Catawissa Bottling Company
- Company type: Private
- Industry: Beverages
- Founded: March 1926
- Founder: Bruce Gregorowicz and Suzanne Wegronovich Gregorowicz
- Headquarters: Catawissa, Pennsylvania, U.S.
- Area served: North Eastern USA
- Products: Moxie Double Cola Big Ben (various flavors)
- Services: Bottling

= Catawissa Bottling Company =

American soft drink producer

Catawissa Bottling Company is a producer of soft drinks located in Catawissa, Pennsylvania. The company also distributes beer, ice, cups, taps, and related items.

Catawissa Bottling Company was formed in 1926, when the Pennsylvania Department of Agriculture issued a license to bottle soda to Bruce Gregorowicz and his wife Suzanne Wegronovich Gregorowicz. The couple purchased a creamery in Catawissa and converted it to a bottling facility.

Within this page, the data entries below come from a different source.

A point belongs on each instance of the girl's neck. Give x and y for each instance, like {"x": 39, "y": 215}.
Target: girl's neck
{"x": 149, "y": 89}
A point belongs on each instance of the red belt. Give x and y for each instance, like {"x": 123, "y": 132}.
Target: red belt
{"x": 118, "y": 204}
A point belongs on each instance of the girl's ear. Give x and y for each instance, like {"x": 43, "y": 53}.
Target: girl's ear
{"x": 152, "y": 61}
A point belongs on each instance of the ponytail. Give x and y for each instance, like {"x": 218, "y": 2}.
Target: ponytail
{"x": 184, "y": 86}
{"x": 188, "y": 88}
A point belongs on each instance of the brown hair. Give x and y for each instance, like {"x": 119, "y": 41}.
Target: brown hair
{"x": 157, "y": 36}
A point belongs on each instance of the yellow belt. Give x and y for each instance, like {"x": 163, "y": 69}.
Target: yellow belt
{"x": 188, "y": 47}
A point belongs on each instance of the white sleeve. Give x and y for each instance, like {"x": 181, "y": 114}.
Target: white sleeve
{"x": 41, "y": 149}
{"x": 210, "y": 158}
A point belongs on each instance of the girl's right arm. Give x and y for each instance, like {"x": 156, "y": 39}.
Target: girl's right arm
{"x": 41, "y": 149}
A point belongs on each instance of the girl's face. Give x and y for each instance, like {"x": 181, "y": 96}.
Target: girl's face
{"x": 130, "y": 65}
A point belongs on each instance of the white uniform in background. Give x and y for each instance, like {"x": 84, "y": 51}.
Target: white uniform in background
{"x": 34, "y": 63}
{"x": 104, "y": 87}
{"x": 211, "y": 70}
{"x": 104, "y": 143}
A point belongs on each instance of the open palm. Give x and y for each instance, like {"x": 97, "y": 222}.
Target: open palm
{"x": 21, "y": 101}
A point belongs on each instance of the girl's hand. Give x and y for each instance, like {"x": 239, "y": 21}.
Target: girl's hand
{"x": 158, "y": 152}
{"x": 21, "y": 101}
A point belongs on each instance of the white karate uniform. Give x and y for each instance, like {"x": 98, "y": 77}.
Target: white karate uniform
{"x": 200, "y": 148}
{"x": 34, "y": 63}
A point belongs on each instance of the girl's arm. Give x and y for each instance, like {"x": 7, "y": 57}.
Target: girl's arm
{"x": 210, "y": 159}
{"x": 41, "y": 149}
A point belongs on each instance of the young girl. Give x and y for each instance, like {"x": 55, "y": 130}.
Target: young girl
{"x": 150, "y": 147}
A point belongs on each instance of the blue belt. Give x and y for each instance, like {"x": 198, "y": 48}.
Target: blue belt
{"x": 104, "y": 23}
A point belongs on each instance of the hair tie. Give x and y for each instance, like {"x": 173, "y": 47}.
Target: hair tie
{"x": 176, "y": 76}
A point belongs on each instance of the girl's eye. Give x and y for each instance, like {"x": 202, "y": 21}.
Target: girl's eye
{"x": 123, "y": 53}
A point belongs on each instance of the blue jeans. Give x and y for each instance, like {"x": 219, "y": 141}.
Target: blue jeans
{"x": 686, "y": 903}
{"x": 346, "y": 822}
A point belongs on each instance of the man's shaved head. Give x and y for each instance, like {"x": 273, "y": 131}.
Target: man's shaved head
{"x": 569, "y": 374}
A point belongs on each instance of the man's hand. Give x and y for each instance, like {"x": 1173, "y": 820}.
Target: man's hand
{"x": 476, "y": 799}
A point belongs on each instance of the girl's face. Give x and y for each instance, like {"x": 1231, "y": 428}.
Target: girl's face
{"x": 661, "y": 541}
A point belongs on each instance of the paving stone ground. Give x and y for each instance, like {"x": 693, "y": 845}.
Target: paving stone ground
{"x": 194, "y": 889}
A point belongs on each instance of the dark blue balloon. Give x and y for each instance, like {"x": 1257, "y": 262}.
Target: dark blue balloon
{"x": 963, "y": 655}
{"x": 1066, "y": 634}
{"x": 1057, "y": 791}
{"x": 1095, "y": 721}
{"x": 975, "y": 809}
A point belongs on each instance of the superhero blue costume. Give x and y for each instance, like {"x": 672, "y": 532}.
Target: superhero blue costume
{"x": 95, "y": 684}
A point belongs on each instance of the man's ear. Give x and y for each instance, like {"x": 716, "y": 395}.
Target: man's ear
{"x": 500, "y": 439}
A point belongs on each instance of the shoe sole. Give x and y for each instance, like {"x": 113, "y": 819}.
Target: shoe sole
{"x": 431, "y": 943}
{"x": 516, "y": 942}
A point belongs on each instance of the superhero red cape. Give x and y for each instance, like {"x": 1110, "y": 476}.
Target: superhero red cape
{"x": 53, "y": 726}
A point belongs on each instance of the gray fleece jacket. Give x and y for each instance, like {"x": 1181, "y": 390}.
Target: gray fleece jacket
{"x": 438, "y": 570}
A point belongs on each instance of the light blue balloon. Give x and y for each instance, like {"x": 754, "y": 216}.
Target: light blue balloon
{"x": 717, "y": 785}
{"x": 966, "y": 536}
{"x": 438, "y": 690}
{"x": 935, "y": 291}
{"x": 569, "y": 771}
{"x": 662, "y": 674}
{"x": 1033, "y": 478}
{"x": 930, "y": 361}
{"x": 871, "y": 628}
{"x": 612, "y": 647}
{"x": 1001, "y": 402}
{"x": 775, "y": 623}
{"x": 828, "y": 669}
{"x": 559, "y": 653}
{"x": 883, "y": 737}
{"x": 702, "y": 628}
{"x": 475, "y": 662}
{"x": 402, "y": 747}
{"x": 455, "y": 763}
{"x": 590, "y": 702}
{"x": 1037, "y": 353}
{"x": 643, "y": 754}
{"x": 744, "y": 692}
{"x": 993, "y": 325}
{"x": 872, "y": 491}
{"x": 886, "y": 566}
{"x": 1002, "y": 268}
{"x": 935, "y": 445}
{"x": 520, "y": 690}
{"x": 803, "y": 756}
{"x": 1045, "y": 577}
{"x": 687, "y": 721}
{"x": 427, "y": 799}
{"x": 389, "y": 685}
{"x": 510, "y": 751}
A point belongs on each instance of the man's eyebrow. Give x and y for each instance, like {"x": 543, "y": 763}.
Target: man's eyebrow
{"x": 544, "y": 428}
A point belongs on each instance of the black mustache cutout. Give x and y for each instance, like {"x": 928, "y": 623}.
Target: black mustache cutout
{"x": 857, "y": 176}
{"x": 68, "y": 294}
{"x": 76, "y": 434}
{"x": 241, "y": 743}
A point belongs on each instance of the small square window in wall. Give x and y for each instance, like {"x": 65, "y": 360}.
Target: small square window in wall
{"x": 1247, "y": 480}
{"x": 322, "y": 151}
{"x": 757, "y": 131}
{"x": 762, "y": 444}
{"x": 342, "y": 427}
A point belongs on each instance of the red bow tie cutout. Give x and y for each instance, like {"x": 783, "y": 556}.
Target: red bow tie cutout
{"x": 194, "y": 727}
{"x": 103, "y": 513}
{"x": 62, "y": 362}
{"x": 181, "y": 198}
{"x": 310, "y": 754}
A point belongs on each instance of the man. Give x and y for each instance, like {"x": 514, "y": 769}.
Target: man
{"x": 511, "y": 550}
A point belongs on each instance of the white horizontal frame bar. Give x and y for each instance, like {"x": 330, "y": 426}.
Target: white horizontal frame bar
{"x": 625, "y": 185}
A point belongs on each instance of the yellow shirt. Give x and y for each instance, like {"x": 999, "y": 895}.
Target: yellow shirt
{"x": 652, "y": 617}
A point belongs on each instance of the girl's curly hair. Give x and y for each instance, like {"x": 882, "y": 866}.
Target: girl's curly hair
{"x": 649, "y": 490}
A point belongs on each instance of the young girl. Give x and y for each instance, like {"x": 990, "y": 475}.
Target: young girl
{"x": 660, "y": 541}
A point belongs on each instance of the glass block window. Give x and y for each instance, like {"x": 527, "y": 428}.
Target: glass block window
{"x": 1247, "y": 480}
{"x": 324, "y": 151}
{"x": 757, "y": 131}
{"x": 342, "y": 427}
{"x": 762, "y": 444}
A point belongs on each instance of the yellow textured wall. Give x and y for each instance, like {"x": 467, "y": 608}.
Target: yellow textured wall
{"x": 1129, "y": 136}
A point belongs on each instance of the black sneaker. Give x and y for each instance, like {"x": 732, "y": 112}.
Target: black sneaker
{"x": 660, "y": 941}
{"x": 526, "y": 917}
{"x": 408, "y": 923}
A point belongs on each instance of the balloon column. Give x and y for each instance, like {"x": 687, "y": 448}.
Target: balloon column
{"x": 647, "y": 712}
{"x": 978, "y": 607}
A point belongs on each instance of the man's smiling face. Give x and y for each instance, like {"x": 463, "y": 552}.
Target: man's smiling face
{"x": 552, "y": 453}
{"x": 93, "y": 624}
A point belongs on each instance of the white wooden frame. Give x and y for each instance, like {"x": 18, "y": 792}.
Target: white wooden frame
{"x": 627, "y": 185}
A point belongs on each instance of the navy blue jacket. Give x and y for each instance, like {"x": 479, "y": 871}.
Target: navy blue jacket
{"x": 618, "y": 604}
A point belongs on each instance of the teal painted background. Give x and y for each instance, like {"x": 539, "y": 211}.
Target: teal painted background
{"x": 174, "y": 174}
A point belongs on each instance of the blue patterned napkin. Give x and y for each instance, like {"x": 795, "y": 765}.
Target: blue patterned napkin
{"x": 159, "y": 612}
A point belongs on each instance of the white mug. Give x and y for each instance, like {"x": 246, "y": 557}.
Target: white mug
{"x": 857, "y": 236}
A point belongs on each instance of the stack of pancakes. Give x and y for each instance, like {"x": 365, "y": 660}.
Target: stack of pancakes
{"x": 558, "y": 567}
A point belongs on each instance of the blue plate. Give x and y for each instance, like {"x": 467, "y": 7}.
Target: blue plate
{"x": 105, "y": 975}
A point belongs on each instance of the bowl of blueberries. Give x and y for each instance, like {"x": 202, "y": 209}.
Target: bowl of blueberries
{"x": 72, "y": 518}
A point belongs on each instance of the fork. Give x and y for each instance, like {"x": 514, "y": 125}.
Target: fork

The original flavors of soda produced by the company included orange soda, lemon soda, birch beer, root beer, lime cloud, lemon sour, cream soda, strawberry, ginger ale, grape, cherry, sarsaparilla, white birch beer, orangeade, raspberry, teaberry, lemonade, uffri cola, celery cola, pop, and still grape. Flavors added later include golden birch beer, root beer, cream soda, sarsaparilla, cola, and blue birch beer.

The company uses cane sugar in their proprietary sodas rather than high fructose corn syrup, and markets them under the brands "Catawissa Sparkling Beverages" and "Big Ben's".

Catawissa Bottling Company produced the Moxie brand of soda under license from 1945 to 1967. In 1978, the company again contracted to produce Moxie, which it continues to produce to this day in addition to selling Moxie collectibles and paraphernalia.